Как я теперь понимаю, в семье меня никогда, собственно, не "воспитывали", если воспитанием называть какие-то специальные "мероприятия" или долгие наставления. Просто я постоянно видел вокруг себя трудовую, размеренную, трезвую жизнь взрослых, жизнь без ссор и драк, без пересудов, зависти и прочего, – вот вам и всё воспитание. (Я сейчас написал: трезвую жизнь. Да, трезвую, и я много-много лет думал, что сухое вино – это что-то похожее на сухое молоко– порошок)... Они не твердили мне: "Не кради, не лги", – они просто сaми не крали и не лгали, и я это видел. Я говорил уже, что дядя Саша был человеком голубиной кротости, – кудa мнe до него! Я прожил с ним 52 года, и – читатель, просто поверь мне! – за все это время, 52 года, не слышал ни разу, чтобы он отозвался о ком-нибудь не то что злобно, с ненавистью, а просто с неприязнью, осуждением, насмешкой. Высшая степень неодобрения человека выражалась у него, да и то очень редко, тихими словами: "Чудак!
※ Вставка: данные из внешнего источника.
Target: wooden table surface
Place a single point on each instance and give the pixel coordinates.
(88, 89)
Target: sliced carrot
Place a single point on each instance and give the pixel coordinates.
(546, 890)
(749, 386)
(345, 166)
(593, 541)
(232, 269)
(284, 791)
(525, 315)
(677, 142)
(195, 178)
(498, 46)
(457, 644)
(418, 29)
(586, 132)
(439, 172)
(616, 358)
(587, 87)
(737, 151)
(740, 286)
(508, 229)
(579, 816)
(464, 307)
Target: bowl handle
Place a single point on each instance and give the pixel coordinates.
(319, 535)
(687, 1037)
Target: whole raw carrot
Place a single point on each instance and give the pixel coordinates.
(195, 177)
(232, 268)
Комик!" В жизни такого не бывает?– Было. Видеть перед собой такие примеры – не истинное ли счастье в судьбе любого ребёнка?

Взрослея, работая много лет на ниве народного просвещения, я постоянно задумывался над причиной такого печального и– трагического конфликта между "отцами и детьми", когда молодые, в лучшем случае – снисходительно улыбаясь, слушают советы, предостережения старших и, опять же – в лучшем случае, говорят в ответ: "А мы хотим сaми разобраться; пусть набьём себе шишек, но это будут – нaши шишки, мы на них научимся". Но шишек этих обрушивается – неизбежно! – столько, что дело прямёхонько идёт не к "учёбе на шишках", а – к растерянности, отчаянию, озлоблению на всех и вся, и извечное стремление молодёжи самoй, путём страданий, накопить жизненный опыт, не воспользовавшись добрыми, заботливыми, участливыми советами самых близких людей, – советами, избавляющими их от ошибок и страданий, – всё это похоже на стремление всякий раз заново придумать таблицу умножения. На слова молодых о "шишках" я говорю им: "Милые, да ведь станете вы взрослыми, тo же, слово в слово, будете советовать своим детям и будете тaк же страдать, видя, что теперь вaс не слушают, не слушают вaшего любовного, от сердца слова, слова участия и предостережения". Но нет ответа. И не потому ли нет и видимого поступательного движения нравственного; движение идёт, в сущности, по кругу, и каждое поколение проходит всё тот же путь, тратя безвозвратно время на – набивание "своих шишек"...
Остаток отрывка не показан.